Reputation: 17033
When creating a new object that is mapped to one of my SQL Server tables, LINQ inserts a new record into the table when I call SubmitChanges. I want to prevent this, but still need my new object.
I know about the custom methods, but is there anyway to disable this behaviour so that it just updates existing records and never inserts new records, regardless of if I've called MyTableClass myObject = new MyTableClass()
or not.
Thanks.
Upvotes: 2
Views: 829
Reputation: 1503749
Can you not prevent it at the server side? Connect as a role which doesn't have insert access. Sooner or later, that's going to be the most bulletproof way of preventing inserts, I suspect.
Upvotes: 1
Reputation: 1064184
If you want your data-context to barf at inserts, you can do:
partial class DataClasses1DataContext
{
public override void SubmitChanges(System.Data.Linq.ConflictMode failureMode)
{
if(GetChangeSet().Inserts.OfType<MyObject>().Any())
{
throw new InvalidOperationException("No inserts!");
}
base.SubmitChanges(failureMode);
}
}
Any good?
[was: Could you simply add it as "clean" - i.e.
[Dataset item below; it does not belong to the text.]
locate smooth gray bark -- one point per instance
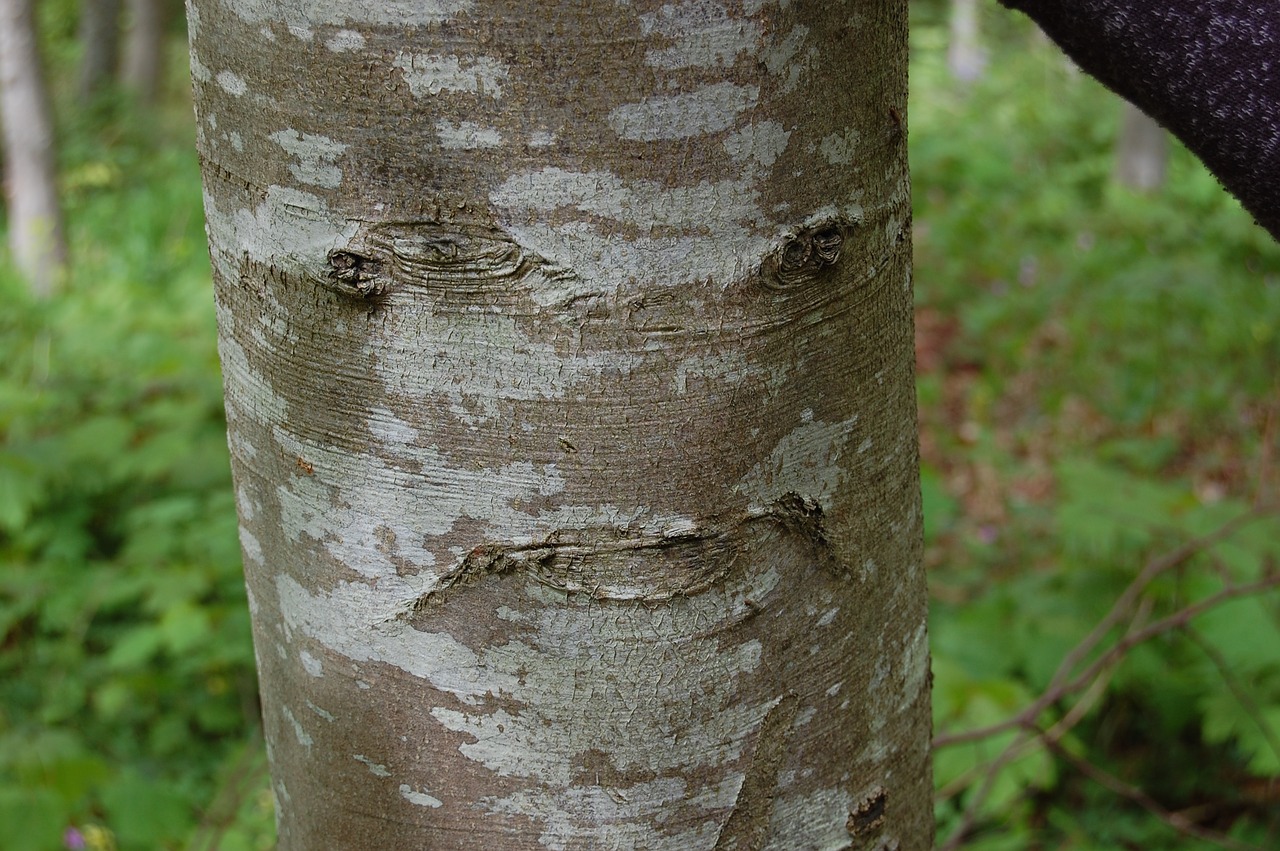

Attach(obj, false);
If you don't want the object in the model, why add it to the data context?]
Upvotes: 3
Reputation: 37847
You could always create a stored procedure which doesn't do anything and allocate that to the insert role - it's a real hack but it'll get the job done!
I would suggest that perhaps the fact that this issue is coming up indicates that there's something wrong with the approach you're taking in referencing this object - what precisely necessitates the use of this new object?